# Raw Data Fetching and Exploration

This notebook demonstrates how to:
- Fetch minute-level data for SPY using Polygon.io API
- Fetch daily data for VIX using Yahoo Finance
- Load and validate CSV data
- Analyze calendar coverage and identify missing trading days


In [1]:
import sys
import os
from pathlib import Path
import importlib

# Get the project root directory (parent of notebooks/)
project_root = Path.cwd().parent if Path.cwd().name == 'notebooks' else Path.cwd()

# Add src directory to Python path
sys.path.insert(0, str(project_root / 'src'))

# Import and reload to pick up any code changes
try:
    from classes.data import loader as loader_module
except ImportError:
    # First time import
    import classes.data.loader as loader_module
else:
    # Module already imported, reload it
    importlib.reload(loader_module)

from classes.data.loader import DataLoader
from datetime import datetime, timedelta

# Initialize DataLoader
loader = DataLoader()

# Calculate date range for last 2 years
end_date = (datetime.now() - timedelta(days=1)).strftime('%Y-%m-%d')
start_date = (datetime.now() - timedelta(days=732)).strftime('%Y-%m-%d')

print(f"\n{'='*60}")
print(f"Fetching data from {start_date} to {end_date}")
print(f"Project root: {project_root}")
print(f"{'='*60}\n")



Fetching data from 2023-11-03 to 2025-11-03
Project root: c:\Users\simo0\Documents\GitHub\intraday-momentum



### 2. Fetch SPY Minute Data

Fetch 1-minute intraday data for SPY using Polygon.io API (last 2 years).


In [2]:
spy_df, spy_metadata = loader.fetch_polygon_data('SPY', start_date, end_date, 'minute')
print(f"\nSPY DataFrame shape: {spy_df.shape}")
print(f"Columns: {spy_df.columns.tolist()}")
print(f"\nMetadata: {spy_metadata}")
spy_df.head()


INFO [2025-11-04 18:05:47] Fetching SPY from Polygon: 2023-11-03 → 2025-11-03 (minute)
INFO [2025-11-04 18:05:53] Fetched 50000 entries
INFO [2025-11-04 18:06:22] Fetched 50000 entries
INFO [2025-11-04 18:06:29] Fetched 50000 entries
INFO [2025-11-04 18:06:36] Fetched 50000 entries
INFO [2025-11-04 18:06:41] Fetched 50000 entries
INFO [2025-11-04 18:06:45] Rate limit reached. Waiting 2.29 seconds...
INFO [2025-11-04 18:06:51] Fetched 50000 entries
INFO [2025-11-04 18:07:03] Fetched 50000 entries
INFO [2025-11-04 18:07:10] Fetched 50000 entries
INFO [2025-11-04 18:07:15] Fetched 1199 entries
INFO [2025-11-04 18:07:16] 194,105 entries fetched across 500 trading days (elapsed: 97.46s)
INFO [2025-11-04 18:07:24] Saved raw data to data\raw\SPY_1min_20231103_20251103.csv.gz



SPY DataFrame shape: (194105, 6)
Columns: ['volume', 'open', 'high', 'low', 'close', 'caldt']

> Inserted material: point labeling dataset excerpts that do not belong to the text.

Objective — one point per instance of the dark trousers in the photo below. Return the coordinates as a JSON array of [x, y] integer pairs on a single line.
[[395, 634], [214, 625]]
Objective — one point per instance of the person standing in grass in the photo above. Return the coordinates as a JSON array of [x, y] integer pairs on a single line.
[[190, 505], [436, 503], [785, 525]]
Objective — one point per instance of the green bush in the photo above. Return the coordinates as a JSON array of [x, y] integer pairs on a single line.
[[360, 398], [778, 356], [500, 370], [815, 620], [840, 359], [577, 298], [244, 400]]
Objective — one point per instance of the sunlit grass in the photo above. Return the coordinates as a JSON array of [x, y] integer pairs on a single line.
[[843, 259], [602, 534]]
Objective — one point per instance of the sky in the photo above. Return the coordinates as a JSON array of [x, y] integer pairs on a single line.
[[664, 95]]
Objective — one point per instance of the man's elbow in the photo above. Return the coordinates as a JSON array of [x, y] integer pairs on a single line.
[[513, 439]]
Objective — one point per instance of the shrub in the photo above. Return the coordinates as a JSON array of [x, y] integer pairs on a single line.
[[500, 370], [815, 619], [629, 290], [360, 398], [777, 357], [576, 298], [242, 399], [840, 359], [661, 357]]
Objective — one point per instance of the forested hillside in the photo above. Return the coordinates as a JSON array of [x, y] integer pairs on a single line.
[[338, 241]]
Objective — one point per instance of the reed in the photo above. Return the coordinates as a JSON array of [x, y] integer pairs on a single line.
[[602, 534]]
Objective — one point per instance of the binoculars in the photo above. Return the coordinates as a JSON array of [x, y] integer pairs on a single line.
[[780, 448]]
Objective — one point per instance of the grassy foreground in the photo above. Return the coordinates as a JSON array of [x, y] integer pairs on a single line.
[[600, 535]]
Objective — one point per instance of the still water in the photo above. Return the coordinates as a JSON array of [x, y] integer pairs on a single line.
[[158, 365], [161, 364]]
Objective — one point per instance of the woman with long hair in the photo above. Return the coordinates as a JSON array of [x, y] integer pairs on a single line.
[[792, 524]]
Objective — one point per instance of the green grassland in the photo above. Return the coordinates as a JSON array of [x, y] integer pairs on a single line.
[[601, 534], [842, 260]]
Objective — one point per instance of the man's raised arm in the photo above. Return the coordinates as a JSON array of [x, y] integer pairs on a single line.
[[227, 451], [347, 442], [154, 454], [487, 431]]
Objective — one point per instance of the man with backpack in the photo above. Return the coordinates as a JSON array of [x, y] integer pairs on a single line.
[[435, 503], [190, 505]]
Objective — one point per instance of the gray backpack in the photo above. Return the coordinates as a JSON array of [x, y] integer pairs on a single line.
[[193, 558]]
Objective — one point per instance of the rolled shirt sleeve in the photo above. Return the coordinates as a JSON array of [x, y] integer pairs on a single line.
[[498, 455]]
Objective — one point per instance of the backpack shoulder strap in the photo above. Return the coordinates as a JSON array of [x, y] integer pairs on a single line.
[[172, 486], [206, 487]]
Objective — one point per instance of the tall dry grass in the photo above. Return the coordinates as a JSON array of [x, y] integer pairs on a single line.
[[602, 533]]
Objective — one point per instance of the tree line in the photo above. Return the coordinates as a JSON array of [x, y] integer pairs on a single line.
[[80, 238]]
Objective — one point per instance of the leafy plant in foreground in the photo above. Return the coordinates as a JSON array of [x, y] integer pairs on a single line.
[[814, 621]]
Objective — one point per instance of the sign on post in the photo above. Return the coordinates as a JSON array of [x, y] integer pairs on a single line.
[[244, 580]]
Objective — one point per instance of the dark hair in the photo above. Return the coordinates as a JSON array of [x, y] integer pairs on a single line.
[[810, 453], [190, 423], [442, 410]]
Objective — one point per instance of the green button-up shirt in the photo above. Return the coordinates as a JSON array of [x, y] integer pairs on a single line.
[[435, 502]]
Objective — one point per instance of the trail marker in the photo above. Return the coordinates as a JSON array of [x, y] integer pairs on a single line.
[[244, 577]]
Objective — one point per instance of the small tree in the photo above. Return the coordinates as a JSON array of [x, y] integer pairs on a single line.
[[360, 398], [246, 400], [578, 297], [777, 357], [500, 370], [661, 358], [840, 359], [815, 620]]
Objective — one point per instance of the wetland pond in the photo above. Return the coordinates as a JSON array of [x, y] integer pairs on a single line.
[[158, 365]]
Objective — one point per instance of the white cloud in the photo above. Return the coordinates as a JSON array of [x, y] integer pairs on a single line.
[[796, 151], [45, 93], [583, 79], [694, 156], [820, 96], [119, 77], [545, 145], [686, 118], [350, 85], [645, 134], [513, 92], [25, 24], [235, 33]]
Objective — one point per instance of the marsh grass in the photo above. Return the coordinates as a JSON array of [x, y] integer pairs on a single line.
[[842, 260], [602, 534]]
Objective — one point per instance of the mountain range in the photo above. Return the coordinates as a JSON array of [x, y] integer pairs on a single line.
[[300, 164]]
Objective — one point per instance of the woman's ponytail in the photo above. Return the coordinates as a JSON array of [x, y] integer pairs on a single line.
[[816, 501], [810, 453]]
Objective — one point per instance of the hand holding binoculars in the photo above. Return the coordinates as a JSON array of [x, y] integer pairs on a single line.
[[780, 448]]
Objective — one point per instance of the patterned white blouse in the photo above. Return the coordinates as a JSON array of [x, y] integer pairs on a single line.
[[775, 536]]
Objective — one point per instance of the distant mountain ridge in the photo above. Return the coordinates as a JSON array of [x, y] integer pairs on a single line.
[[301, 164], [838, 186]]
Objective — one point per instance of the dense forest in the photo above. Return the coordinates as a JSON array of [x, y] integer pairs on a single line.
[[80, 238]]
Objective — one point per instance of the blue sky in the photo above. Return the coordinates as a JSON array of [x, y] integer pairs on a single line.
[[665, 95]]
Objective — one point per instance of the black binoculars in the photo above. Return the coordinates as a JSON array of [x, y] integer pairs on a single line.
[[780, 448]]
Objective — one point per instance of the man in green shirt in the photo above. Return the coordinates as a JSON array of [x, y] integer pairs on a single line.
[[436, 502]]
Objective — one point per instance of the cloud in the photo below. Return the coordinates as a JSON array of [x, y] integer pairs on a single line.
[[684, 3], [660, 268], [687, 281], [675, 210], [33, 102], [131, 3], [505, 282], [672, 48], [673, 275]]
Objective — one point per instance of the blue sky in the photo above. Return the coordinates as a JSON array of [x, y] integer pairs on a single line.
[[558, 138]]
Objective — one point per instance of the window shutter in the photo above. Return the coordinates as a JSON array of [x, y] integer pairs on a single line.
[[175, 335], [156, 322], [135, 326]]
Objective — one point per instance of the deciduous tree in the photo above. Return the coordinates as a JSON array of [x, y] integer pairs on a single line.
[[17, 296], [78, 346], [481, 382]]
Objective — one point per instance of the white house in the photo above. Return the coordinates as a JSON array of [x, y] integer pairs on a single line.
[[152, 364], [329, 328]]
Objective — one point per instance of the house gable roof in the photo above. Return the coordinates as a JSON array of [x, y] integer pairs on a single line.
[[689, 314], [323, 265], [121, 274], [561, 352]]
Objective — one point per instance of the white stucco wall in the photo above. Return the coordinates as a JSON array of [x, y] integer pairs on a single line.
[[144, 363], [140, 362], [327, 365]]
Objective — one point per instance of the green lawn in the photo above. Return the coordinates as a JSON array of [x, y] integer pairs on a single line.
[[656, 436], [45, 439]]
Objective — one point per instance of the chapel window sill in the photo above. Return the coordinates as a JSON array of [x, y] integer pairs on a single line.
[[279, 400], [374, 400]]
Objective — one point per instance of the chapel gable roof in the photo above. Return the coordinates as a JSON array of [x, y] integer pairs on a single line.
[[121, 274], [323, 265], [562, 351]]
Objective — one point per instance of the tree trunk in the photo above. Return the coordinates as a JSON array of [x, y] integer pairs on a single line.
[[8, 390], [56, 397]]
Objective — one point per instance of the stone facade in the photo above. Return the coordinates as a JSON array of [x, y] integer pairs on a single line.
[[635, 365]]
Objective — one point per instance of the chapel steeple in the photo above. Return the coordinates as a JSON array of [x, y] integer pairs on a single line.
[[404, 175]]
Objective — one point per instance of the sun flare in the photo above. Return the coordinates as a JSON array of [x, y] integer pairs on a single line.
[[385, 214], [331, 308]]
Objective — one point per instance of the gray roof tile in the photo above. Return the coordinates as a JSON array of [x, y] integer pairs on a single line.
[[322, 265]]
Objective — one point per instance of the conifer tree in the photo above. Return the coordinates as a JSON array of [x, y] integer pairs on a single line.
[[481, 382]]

Metadata: {'ticker': 'SPY', 'start_date': '2023-11-03', 'end_date': '2025-11-03', 'period': 'minute', 'source': 'polygon', 'entries': 194105, 'trading_days': 500, 'fetched_at': '2025-11-04 18:07:24', 'elapsed_seconds': 97.46, 'filepath': 'C:\\Users\\simo0\\Documents\\GitHub\\intraday-momentum\\data\\raw\\SPY_1min_20231103_20251103.csv.gz'}


Unnamed: 0,volume,open,high,low,close,caldt
0,960246.0,435.47,436.14,435.46,436.125,2023-11-06 09:30:00
1,361691.0,436.13,436.1498,435.95,436.03,2023-11-06 09:31:00
2,193663.0,436.02,436.07,435.73,435.74,2023-11-06 09:32:00
3,203217.0,435.75,435.79,435.59,435.74,2023-11-06 09:33:00
4,172073.0,435.74,435.79,435.65,435.75,2023-11-06 09:34:00


### 3. Fetch VIX Daily Data

Fetch daily closing data for VIX using Yahoo Finance (last 2 years).


In [3]:
vix_df, vix_metadata = loader.fetch_yahoo_data('^VIX', start_date, end_date, 'day')
print(f"\nVIX DataFrame shape: {vix_df.shape}")
print(f"Columns: {vix_df.columns.tolist()}")
print(f"\nMetadata: {vix_metadata}")
vix_df.head()


INFO [2025-11-04 18:12:25] Fetching ^VIX from Yahoo Finance: 2023-11-03 → 2025-11-03 (day)
INFO [2025-11-04 18:12:26] 500 entries fetched across 500 trading days (elapsed: 1.05s)
INFO [2025-11-04 18:12:26] Saved raw data to data\raw\^VIX_1day_20231103_20251103.csv



VIX DataFrame shape: (500, 6)
Columns: ['volume', 'open', 'high', 'low', 'close', 'caldt']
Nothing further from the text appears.